[<prev] [next>] [<thread-prev] [thread-next>] [day] [month] [year] [list]
Message-ID: <1150fd9c-25c8-c91c-4ca2-2c587e3fbb43@suse.com>
Date: Tue, 13 Jun 2023 08:45:31 +0200
From: Juergen Gross <jgross@...e.com>
To: Demi Marie Obenour <demi@...isiblethingslab.com>,
Stefano Stabellini <sstabellini@...nel.org>,
Oleksandr Tyshchenko <oleksandr_tyshchenko@...m.com>,
Jan Beulich <JBeulich@...e.com>,
Konrad Rzeszutek Wilk <konrad.wilk@...cle.com>
Cc: Xen developer discussion <xen-devel@...ts.xenproject.org>,
Linux Kernel Mailing List <linux-kernel@...r.kernel.org>,
stable@...r.kernel.org
Subject: Re: [PATCH] xen: speed up grant-table reclaim
On 12.06.23 22:09, Demi Marie Obenour wrote:
> On Mon, Jun 12, 2023 at 08:27:59AM +0200, Juergen Gross wrote:
>> On 10.06.23 17:32, Demi Marie Obenour wrote:
>>> When a grant entry is still in use by the remote domain, Linux must put
>>> it on a deferred list.
>>
>> This lacks quite some context.
>>
>> The main problem is related to the grant not having been unmapped after
>> the end of a request, but the side granting the access is assuming this
>> should be the case.
>
> The GUI agent has relied on deferred grant reclaim for as long as it has
> existed. One could argue that doing so means that the agent is misusing
> gntalloc, but this is not documented anywhere. A better fix would be to
> use IOCTL_GNTDEV_SET_UNMAP_NOTIFY in the GUI daemon.
I don't think this is a gntalloc specific problem. You could create the same
problem with a kernel implementation.
And yes, using IOCTL_GNTDEV_SET_UNMAP_NOTIFY might be a good idea.

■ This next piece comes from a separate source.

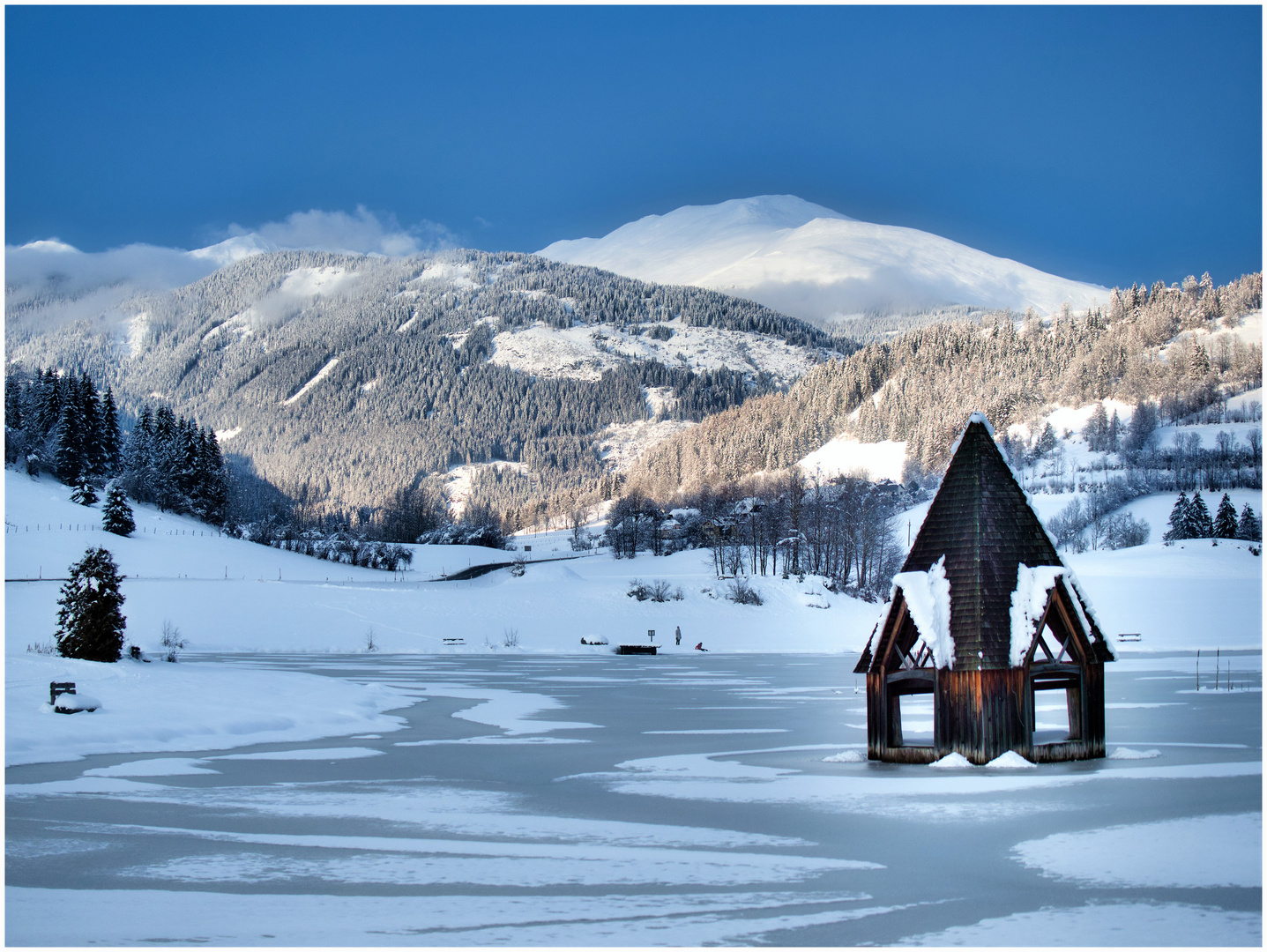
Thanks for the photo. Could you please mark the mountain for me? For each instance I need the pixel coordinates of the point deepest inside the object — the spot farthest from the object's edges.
(347, 377)
(815, 264)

>> In general this means that the two sides implementing the protocol don't
>> agree how it should work, or that the protocol itself has a flaw.
>
> What would a better solution be? This is going to be particularly
> tricky with Wayland, as the wl_shm protocol makes absolutely no
> guarantees that compositors will promptly release the mapping and
> provides no way whatsoever for Wayland clients to know when this has
> happened. Relying on an LD_PRELOAD hack is not sustainable.
>
>>> Normally, this list is very short, because
>>> the PV network and block protocols expect the backend to unmap the grant
>>> first.
>>
>> Normally the list is just empty. Only in very rare cases like premature
>> PV frontend module unloading it is expected to see cases of deferred
>> grant reclaims.
>
> In the case of a system using only properly-designed PV protocols
> implemented in kernel mode I agree. However, both libxenvchan and the
> Qubes GUI protocol are implemented in user mode and this means that if
> the frontend process (the one that uses gntalloc) crashes, deferred
> grant reclaims will occur.
This would be the user space variant of frontend driver unloading.

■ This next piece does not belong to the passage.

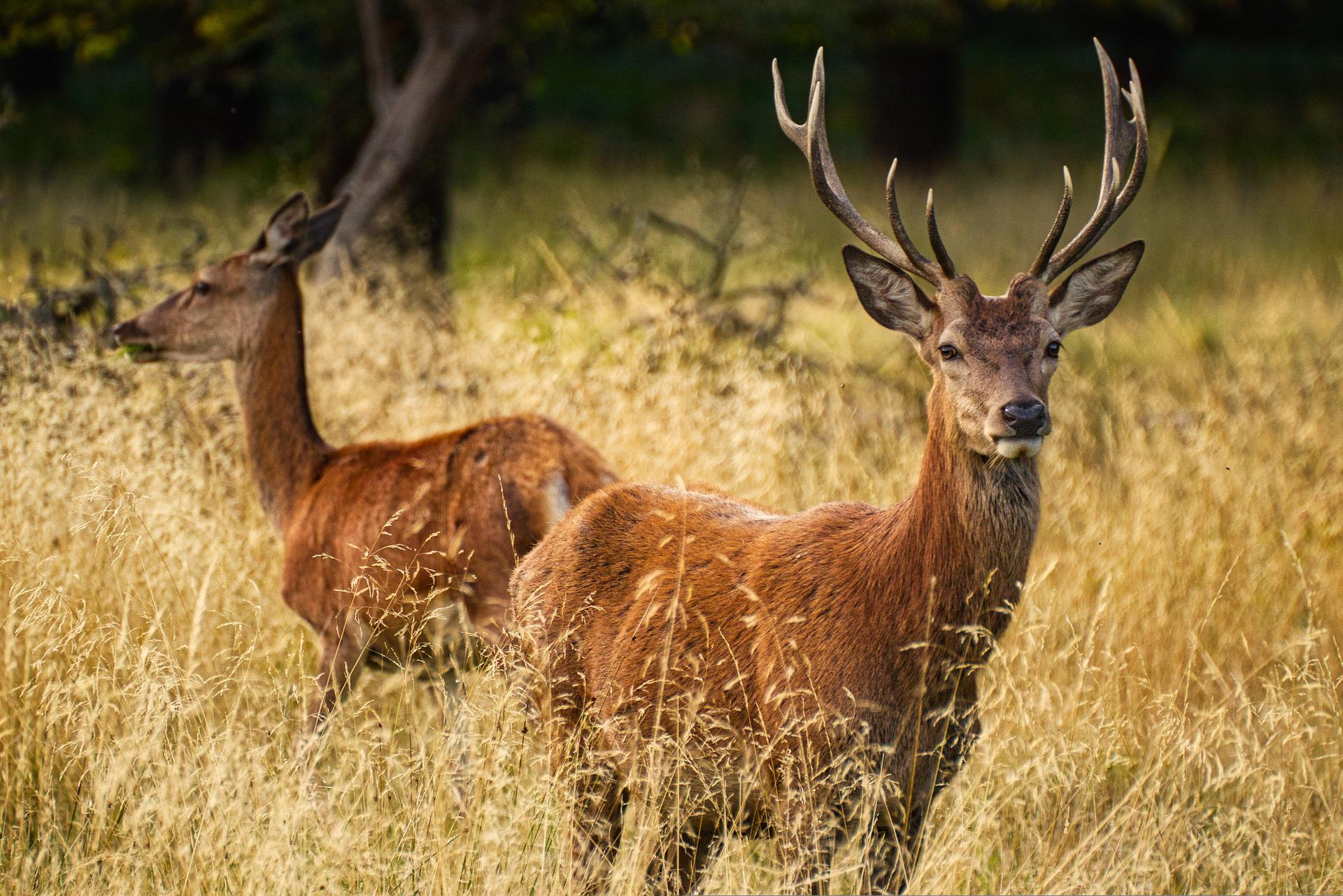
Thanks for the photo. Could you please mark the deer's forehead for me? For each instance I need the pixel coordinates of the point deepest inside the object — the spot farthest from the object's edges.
(998, 324)
(232, 266)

> Worse, it is possible for the domain to use
> the grant in a PV protocol. If the PV backend driver then maps and
> unmaps the grant and then tells the frontend driver to reclaim it, but
> the backend userspace process (the one using gntdev) maps it before the
> frontend does reclaim it, the frontend will think the backend is trying
> to exploit XSA-396 and freeze the connection.
Let me sum up how I understand above statement:
1. Frontend F in DomA is granting DomB access via grant X for PV-device Y.

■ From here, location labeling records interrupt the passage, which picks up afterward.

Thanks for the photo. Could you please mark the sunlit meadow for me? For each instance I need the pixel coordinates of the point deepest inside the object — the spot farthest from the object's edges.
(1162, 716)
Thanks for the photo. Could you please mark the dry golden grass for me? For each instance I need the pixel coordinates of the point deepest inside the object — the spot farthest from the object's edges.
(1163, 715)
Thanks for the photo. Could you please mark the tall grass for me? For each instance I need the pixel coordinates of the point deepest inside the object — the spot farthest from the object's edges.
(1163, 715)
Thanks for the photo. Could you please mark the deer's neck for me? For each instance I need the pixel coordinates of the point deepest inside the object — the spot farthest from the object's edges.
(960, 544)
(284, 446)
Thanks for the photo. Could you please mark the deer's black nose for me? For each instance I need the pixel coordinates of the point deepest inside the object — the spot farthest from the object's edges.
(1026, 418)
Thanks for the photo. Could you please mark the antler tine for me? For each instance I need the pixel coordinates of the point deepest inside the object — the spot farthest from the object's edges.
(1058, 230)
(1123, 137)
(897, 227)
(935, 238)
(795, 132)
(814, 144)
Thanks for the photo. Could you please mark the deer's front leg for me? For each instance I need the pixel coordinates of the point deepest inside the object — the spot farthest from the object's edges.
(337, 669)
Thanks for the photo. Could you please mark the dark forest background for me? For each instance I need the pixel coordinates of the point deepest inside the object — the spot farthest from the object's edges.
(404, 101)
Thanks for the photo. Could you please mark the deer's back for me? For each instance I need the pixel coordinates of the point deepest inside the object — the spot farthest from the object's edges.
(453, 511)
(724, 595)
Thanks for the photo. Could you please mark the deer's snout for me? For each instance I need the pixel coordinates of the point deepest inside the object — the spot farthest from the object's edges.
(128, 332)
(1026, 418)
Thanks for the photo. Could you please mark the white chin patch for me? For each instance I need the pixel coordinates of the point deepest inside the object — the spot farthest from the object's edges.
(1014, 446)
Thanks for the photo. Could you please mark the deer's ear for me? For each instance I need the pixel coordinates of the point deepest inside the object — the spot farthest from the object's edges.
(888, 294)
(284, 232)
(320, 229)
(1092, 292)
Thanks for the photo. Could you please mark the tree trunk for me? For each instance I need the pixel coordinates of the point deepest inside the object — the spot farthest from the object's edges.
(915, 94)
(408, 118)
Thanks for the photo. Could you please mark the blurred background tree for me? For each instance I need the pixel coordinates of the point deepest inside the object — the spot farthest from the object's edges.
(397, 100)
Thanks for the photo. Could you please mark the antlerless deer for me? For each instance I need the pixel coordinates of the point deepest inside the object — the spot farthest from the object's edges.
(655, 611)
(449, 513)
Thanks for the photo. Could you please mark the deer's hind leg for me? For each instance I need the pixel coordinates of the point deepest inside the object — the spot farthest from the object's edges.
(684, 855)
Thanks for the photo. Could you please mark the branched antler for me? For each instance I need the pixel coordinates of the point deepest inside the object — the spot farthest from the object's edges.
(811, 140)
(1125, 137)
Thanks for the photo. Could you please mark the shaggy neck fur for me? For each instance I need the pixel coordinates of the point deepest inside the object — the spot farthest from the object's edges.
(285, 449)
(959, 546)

2. DomB backend B for PV-device Y is mapping the page using grant X and uses it.
3. DomB backend B unmaps grant X and signals end of usage to DomA frontend F.
4. DomB userspace process maps grant X
5. DomA frontend F tries to reclaim grant X and fails due to DomB userspace
mapping
So why would DomB userspace process map grant X? This would imply a malicious
process in DomB. This might be possible, but I don't see how such an attack
would relate to your problem. It could happen with any malicious userspace
program with root access in a domain running a PV backend.
>
>>> However, Qubes OS's GUI protocol is subject to the constraints
>>> of the X Window System, and as such winds up with the frontend unmapping
>>> the window first. As a result, the list can grow very large, resulting
>>> in a massive memory leak and eventual VM freeze.
>>
>> I do understand that it is difficult to change the protocol and/or
>> behavior after the fact, or that performance considerations are in the
>> way of doing so.
>
> Would the correct fix be to use IOCTL_GNTDEV_SET_UNMAP_NOTIFY? That
> would require that the agent either create a new event channel for each
> window or maintain a pool of event channels, but that should be doable.
I think this sounds like a promising idea.
> This still does not solve the problem of the frontend exiting
> unexpectedly, though.
Such cases need to be handled via deferred reclaim. You could add a flag
to struct deferred_entry when called through gntalloc_vma_close(),
indicating that this is an expected deferred reclaim not leading to
error messages.
>
>>> To partially solve this problem, make the number of entries that the VM
>>> will attempt to free at each iteration tunable. The default is still
>>> 10, but it can be overridden at compile-time (via Kconfig), boot-time
>>> (via a kernel command-line option), or runtime (via sysfs).
>>
>> Is there really a need to have another Kconfig option for this? AFAICS
>> only QubesOS is affected by the problem you are trying to solve. I don't
>> see why you can't use the command-line option or sysfs node to set the
>> higher reclaim batch size.
>
> Fair. In practice, Qubes OS will need to use the sysfs node, since
> the other two do not work with in-VM kernels.
>
>>> Fixes: 569ca5b3f94c ("xen/gnttab: add deferred freeing logic")
>>
>> I don't think this "Fixes:" tag is appropriate. The mentioned commit didn't
>> have a bug. You are adding new functionality on top of it.
>
> I’ll drop the "Fixes:" tag, but I will keep the "Cc: stable@...r.kernel.org"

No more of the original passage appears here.